The only reason to debate somebody’s use of the term “neuro-scaffold” to refer to a product should be if there is a dispute about the design of that product’s software architecture. This is a question that should be resolvable more or less by inspecting the code.
What about “self-prompter?”
“Self-prompting AI” is my strongest alternative to “neuro-scaffold.” One disadvantage of “self-prompting AI” is that it needs the term “AI” to emphasize the mechanical nature of it, and the term “AI” can be seen as contentious or as marketing hype.
Dropping AI leaves us with “self-prompter,” a term that has been used to refer to devices mean for a speaker to cue themselves during a speech. But I don’t think it’s at risk of becoming confusingly overloaded.
I have a few objections to this term for this use case:
It contains the term “self,” risking the type of philosophical debates I aim to sidestep with “neuro-scaffold.”
It may suggest that the prompts to the product exclusively are generated autonomously by the product, which often isn’t the case. A neuro-scaffold must be able to self-prompt, but it doesn’t have to always self-prompt.
It focuses on the behavior or capability and a specific aspect of the input rather than on the design. While “neural core” points to a relatively defined family of machine learning architectures and “scaffold” refers to a generic program built around such a neural core, the term “prompt” is not as well defined, and nobody thinks that the prompt is a more important part of these architectures than the neural core or scaffold.
Self-prompting is something a person can do, whereas a person is not and cannot become a neuro-scaffold. I want a term that squarely refers to these non-human products, not to a more general class of activity that humans can participate in.
Self-prompter might be a useful term as well. I just don’t think it’s the best choice for the specific meaning I’m getting at.
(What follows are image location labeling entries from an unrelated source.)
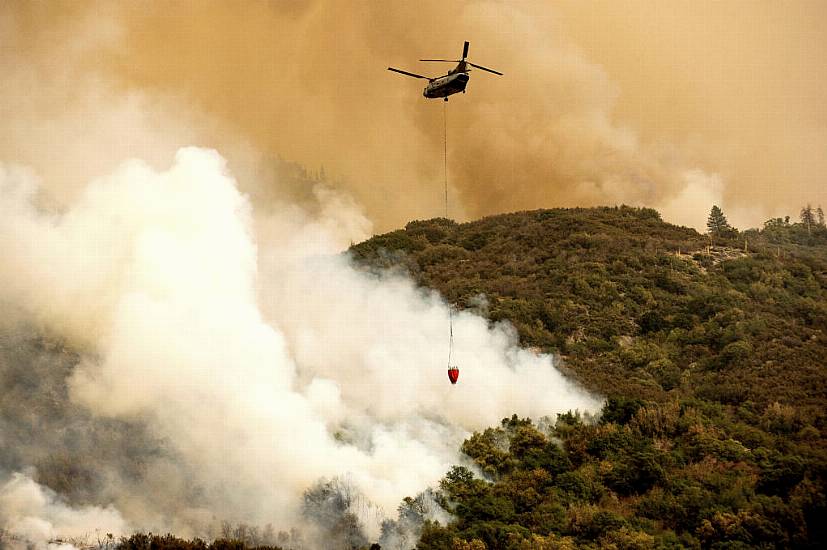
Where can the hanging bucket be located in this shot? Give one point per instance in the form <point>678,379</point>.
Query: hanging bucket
<point>453,374</point>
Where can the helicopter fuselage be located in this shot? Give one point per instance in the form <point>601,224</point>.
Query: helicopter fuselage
<point>444,86</point>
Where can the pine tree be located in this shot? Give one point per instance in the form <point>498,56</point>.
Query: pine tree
<point>717,223</point>
<point>808,217</point>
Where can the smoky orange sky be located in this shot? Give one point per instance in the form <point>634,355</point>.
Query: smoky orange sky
<point>673,105</point>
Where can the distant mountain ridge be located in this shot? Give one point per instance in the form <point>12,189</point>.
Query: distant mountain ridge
<point>711,353</point>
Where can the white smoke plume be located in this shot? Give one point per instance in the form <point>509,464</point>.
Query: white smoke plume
<point>35,514</point>
<point>251,347</point>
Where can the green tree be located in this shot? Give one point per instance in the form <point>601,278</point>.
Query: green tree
<point>808,217</point>
<point>717,223</point>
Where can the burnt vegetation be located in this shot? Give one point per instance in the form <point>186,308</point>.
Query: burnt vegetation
<point>710,350</point>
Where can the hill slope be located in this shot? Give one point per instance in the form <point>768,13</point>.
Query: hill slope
<point>713,364</point>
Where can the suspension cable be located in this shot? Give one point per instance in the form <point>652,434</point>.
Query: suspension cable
<point>445,172</point>
<point>445,151</point>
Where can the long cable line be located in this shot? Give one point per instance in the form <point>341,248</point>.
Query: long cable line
<point>445,173</point>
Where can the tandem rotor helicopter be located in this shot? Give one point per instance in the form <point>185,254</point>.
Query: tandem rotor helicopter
<point>454,82</point>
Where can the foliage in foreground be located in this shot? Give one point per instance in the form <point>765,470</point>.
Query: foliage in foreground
<point>710,349</point>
Examples and counterexamples
Probably not a neuro-scaffold:
A program that sends prompts via the
openaiAPI, gets the direct output of an LLM, and displays the response to a human user, such as a temporary chat on any of the mainstream chatbot interfaces in 2025. Except in exotic cases (i.e. a mind-controlling prompt that reliably influences the user to input further specific prompts), there’s no mechanism to map responses to new prompts, so it’s not a neuro-scaffold. These could be called “LLM interfaces” or “chatbot LLMs.” Chatbots include a neural core, but confine themselves to[(user) -> (program) -> (neural core) -> (program) -> (user)]. I would not call the program a “scaffold” and would not call this overall design a “neuro-scaffold” because it has no semblance of an autonomous self-prompting.A program that has some sort of self-calling pure expert system or symbolic AI but with no machine learning component.
Programs that supplement or modify prompts or outputs from LLMs without automatically triggering further queries to the neural core, such as the “GPTs,” “memory features,” and “system prompts.”
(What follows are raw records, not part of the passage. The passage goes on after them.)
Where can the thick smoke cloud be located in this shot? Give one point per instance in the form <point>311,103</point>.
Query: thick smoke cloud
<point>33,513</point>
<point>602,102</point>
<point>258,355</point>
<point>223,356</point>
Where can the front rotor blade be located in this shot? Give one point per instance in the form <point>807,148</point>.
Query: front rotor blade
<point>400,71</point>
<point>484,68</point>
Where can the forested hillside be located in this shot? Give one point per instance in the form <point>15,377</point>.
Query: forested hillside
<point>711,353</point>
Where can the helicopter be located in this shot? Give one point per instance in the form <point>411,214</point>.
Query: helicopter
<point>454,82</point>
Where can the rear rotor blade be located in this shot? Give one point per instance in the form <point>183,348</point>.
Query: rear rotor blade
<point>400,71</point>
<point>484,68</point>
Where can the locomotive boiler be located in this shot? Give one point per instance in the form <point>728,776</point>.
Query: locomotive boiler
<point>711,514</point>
A program that feeds the output of a random number generator into the seed of a random number generator. This lacks any semblance of machine learning, so it doesn’t contain a neural core.
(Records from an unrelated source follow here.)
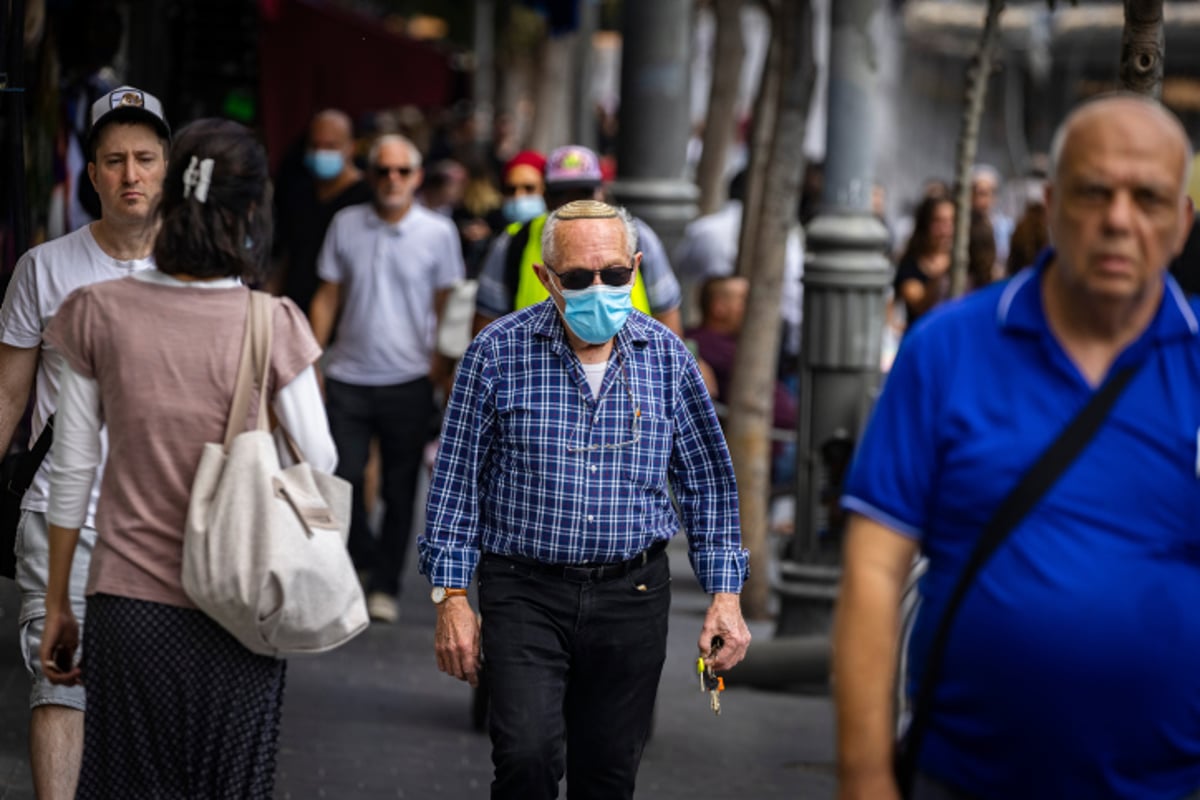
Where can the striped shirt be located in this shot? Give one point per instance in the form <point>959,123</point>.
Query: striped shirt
<point>531,464</point>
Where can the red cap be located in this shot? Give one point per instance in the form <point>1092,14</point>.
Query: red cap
<point>527,157</point>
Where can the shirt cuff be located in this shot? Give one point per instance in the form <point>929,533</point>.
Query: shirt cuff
<point>447,566</point>
<point>720,571</point>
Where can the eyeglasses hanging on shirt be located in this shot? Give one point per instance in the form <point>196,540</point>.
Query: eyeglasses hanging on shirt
<point>635,433</point>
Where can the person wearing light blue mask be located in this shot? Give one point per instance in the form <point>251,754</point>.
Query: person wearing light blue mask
<point>523,209</point>
<point>306,200</point>
<point>330,151</point>
<point>523,187</point>
<point>324,164</point>
<point>575,425</point>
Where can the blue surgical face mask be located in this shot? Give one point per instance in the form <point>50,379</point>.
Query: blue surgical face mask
<point>525,208</point>
<point>595,314</point>
<point>325,164</point>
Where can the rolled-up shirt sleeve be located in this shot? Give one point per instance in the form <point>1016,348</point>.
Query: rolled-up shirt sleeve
<point>76,452</point>
<point>301,413</point>
<point>705,487</point>
<point>450,546</point>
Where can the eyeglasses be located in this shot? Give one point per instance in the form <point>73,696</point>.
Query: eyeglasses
<point>384,172</point>
<point>581,278</point>
<point>635,433</point>
<point>528,188</point>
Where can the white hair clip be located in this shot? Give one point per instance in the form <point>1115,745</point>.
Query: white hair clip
<point>198,175</point>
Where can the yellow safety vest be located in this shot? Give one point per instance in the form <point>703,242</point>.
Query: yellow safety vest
<point>529,289</point>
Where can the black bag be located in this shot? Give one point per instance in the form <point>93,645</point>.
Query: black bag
<point>17,473</point>
<point>1029,491</point>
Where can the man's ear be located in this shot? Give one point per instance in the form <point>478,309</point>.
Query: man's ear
<point>1189,215</point>
<point>544,276</point>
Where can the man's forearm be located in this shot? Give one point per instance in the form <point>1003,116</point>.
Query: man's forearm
<point>865,648</point>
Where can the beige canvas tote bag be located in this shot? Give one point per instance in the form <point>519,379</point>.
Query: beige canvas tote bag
<point>264,546</point>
A traditional program with a user interface, where a human is conceptualized as the “neural core.” Human intelligence isn’t produced via machine learning techniques or anything similar. Key to the concept of a neuro-scaffold is that both the neural core and the scaffold originate from a process that strongly resembles engineering and is in principle amenable to ongoing technological advancement.
Ambiguously a neuro-scaffold:
Sci-fi scenarios in which humans are “programmed” by AI outputs, or in which biomaterials or living organisms are specifically engineered for use as a neural core using some sort of process directly analogous to machine learning and which have an API for I/O.
Probably a neuro-scaffold:
Any of the LLM-based reasoning or agentic models on the market today.